Plats, objets, bijoux
Theo Koutsavakis tient lui un club de plongée et vit avec la mer depuis tout petit. S’il ne craint pas pour son activité – il explique aux touristes que le poisson-lion, généralement jugé très beau par les plongeurs, n’attaque pas – il est plus sombre quant à son influence sur la faune marine, « déjà sous pression à Chypre ».
Il se réjouit du programme européen qui informe sur les risques et l’attitude à observer. S’inspirant de ce qui se fait dans les Caraïbes ou aux États-Unis, le projet prévoit aussi des captures organisées (concours de pêche au harpon, équipes de prélèvement spécialisées) et la recherche de débouchés économiques pour cette espèce, afin que l’homme soit son « pêcheur-prédateur ».
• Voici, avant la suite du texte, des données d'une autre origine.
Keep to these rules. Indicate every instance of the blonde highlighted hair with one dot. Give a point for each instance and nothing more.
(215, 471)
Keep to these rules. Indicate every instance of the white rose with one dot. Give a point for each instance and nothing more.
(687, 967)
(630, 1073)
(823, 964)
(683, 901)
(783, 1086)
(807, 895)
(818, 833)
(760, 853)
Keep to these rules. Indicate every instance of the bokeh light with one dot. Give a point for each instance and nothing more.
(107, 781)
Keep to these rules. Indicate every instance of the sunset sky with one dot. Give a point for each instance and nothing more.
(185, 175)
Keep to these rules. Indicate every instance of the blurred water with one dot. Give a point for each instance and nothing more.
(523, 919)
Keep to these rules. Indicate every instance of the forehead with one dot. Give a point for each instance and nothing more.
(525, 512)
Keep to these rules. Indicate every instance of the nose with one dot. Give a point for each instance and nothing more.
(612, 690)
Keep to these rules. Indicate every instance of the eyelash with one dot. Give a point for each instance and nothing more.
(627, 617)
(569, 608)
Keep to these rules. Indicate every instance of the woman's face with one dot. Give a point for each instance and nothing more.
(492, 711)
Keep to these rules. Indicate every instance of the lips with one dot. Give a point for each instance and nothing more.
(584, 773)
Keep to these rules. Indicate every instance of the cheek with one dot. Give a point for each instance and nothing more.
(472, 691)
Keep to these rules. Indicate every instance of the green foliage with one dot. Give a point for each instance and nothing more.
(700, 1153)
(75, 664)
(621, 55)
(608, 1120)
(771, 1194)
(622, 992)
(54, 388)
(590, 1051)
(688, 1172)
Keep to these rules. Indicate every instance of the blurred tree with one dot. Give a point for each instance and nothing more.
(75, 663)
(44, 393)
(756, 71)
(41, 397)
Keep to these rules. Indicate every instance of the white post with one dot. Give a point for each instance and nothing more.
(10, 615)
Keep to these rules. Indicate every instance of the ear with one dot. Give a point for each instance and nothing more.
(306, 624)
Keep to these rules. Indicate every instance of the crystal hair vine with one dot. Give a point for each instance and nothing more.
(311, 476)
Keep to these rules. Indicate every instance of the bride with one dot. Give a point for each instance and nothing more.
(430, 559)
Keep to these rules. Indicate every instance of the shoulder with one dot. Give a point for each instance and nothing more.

Parmi les initiatives envisagées : apprendre aux chefs à cuisiner sans se prendre les doigts dans les épines, comme à Cuba, pour que des restaurants proposent de la rascasse au menu ; trouver des designers pour créer objets et bijoux à partir de ses épines si particulières…
« Nous savons qu’il est aujourd’hui presque impossible de mettre fin à l’invasion » du poisson-lion, reconnaît Louis Hadjioannou. « Le but du projet n’est pas d’éradiquer (le phénomène) mais de le contrôler. » Puis d’étendre l’expérience chypriote à d’autres pays.